Travel Safety: Training for the Last Resort

Mar 01, 20032 mins
IT LeadershipTravel Apps

If there's no help at hand, you'll need to fall back on your own resources

Even strapping executive hunks who go to the dojo twice a week can freeze up when faced with real violence. And there isn’t always time to call a hotline for advice. For that reason, companies may choose to send executives bound for dangerous regions to get security training. Crucible, the protective-services division of Kroll, specializes in helping corporate travelers cope with the realities of potentially violent situations.

It’s a curriculum that many travelers need and very few get, according to Jack Stradley, Crucible’s managing director. “My gut sense is that less than one in 10 travelers get any preparation or training,” he says. “Most Americans are so happy-go-lucky. [Their attitude is] why would anyone want to hurt me?”

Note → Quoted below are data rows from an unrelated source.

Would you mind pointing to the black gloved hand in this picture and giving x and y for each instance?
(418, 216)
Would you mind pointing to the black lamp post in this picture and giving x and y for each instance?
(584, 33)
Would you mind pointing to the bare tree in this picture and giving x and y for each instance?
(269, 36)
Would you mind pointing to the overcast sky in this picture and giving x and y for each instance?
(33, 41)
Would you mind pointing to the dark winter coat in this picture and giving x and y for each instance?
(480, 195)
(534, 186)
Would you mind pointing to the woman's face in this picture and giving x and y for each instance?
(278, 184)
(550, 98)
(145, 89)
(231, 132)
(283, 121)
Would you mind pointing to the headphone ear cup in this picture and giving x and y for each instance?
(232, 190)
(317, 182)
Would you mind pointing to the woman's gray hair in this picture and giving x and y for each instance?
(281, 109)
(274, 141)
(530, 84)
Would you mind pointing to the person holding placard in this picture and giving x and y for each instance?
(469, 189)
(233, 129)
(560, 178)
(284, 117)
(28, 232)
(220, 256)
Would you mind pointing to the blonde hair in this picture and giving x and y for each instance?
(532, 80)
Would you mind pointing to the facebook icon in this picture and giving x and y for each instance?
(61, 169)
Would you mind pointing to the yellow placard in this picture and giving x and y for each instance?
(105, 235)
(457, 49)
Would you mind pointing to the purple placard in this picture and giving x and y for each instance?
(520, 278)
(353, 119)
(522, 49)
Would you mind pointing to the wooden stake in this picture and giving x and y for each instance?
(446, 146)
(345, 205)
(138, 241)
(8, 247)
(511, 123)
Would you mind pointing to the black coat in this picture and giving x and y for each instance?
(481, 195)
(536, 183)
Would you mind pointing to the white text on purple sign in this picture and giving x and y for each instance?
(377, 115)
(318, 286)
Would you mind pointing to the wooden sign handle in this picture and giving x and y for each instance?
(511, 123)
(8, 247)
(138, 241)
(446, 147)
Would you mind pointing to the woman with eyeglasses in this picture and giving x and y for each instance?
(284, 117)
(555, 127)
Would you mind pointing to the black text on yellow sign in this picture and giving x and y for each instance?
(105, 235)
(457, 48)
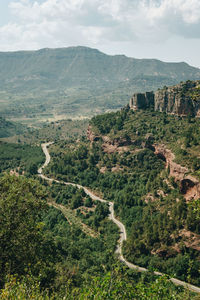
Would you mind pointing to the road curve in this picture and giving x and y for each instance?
(122, 229)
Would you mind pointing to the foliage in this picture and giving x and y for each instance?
(20, 157)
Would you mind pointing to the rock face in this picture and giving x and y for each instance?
(182, 99)
(142, 101)
(189, 185)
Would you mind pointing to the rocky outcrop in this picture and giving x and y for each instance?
(189, 185)
(182, 99)
(142, 101)
(91, 136)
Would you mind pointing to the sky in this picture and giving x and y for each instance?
(168, 30)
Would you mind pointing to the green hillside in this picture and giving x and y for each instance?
(8, 128)
(125, 162)
(78, 81)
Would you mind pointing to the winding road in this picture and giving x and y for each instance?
(122, 229)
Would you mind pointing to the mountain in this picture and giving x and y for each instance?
(8, 128)
(182, 99)
(79, 80)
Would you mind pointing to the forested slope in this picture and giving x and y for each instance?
(120, 161)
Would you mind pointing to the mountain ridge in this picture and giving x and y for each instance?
(79, 80)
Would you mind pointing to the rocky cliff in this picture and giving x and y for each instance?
(182, 99)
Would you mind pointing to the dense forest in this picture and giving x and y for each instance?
(120, 164)
(20, 158)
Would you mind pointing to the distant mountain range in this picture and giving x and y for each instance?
(79, 80)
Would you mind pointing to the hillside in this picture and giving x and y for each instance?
(148, 164)
(182, 99)
(58, 240)
(78, 81)
(8, 128)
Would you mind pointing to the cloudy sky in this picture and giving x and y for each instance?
(165, 29)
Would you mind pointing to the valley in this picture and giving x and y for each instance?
(137, 168)
(37, 86)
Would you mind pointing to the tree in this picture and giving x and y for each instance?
(21, 236)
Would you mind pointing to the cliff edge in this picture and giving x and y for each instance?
(182, 99)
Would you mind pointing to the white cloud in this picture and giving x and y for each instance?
(56, 23)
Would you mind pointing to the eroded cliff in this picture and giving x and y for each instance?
(182, 99)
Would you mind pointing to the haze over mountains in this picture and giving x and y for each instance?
(78, 81)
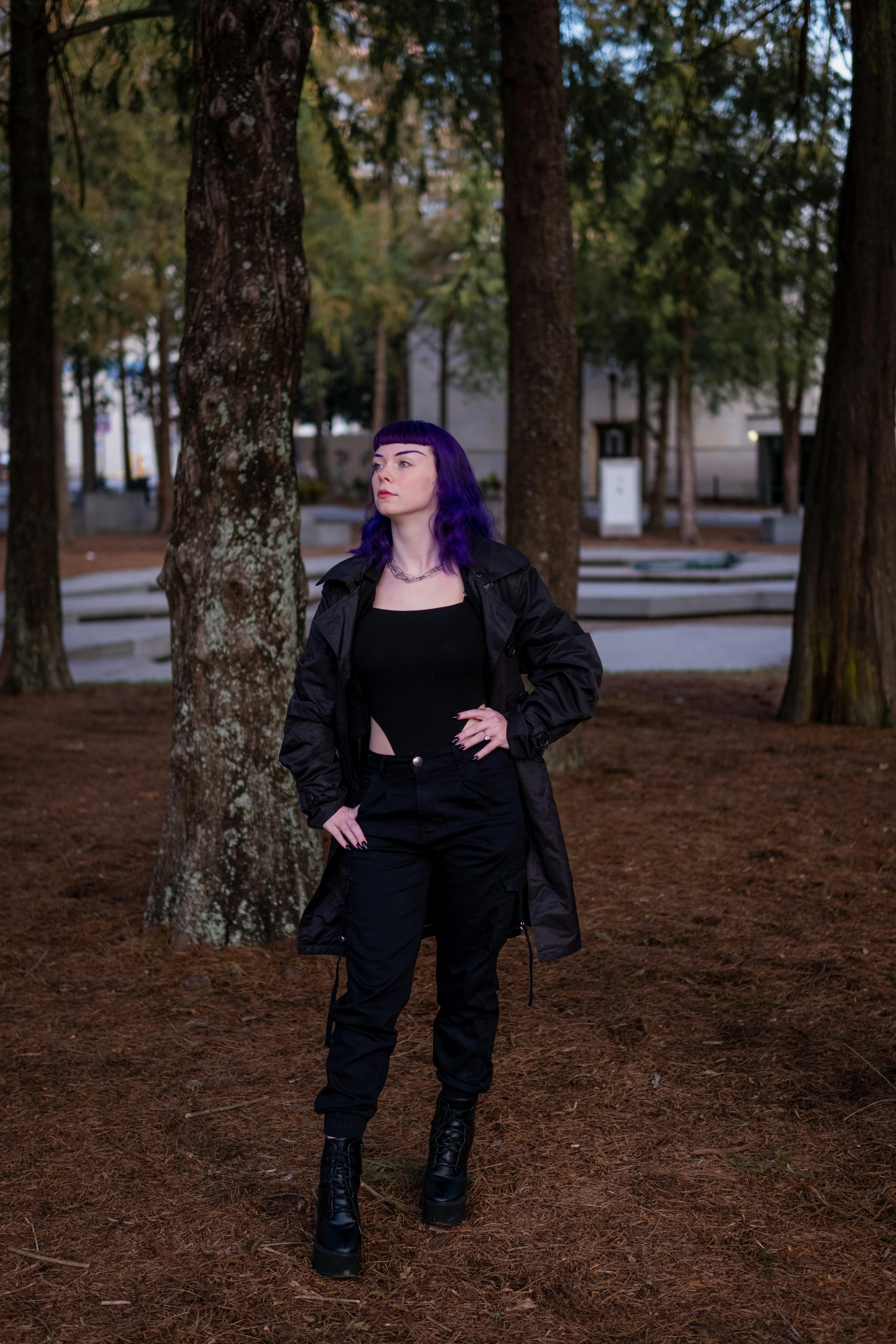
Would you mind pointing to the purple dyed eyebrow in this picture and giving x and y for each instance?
(404, 451)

Crucible’s aim is to train students to recognize the signs of possible trouble and to equip them with the skills to defuse it. Seminars range from a half-day basic introduction to personal security protection to more-detailed courses covering unarmed combat, firearms training, surveillance detection, abduction, antiterrorism and evasive driving. In the full-day sessions, executives tussle with mock assailants and work through scenarios that show how easily they can be compromised and how to recognize that they have been targeted. The attendees also receive some weapons training. “You’d be surprised how many executives have never handled a weapon,” says Jeff Schlanger, COO of Kroll’s Security Services Group. “They don’t understand that there’s a safety, how easy it is for [a gun] to go off, and how difficult it is for the average Joe to hit a human at 15 feet.”

In many countries, locals will bait American travelers, making sexual, racial or political comments to try to provoke a reaction. Stradley walks his students through these scenarios, teaching them to act quickly to defuse the situation (even if only by walking away) before it escalates. “If I’m 20 feet away [from an antagonist], I can take action,” he says. “But if I let [it get] to the point where I have been physically assaulted, then I have far fewer options.”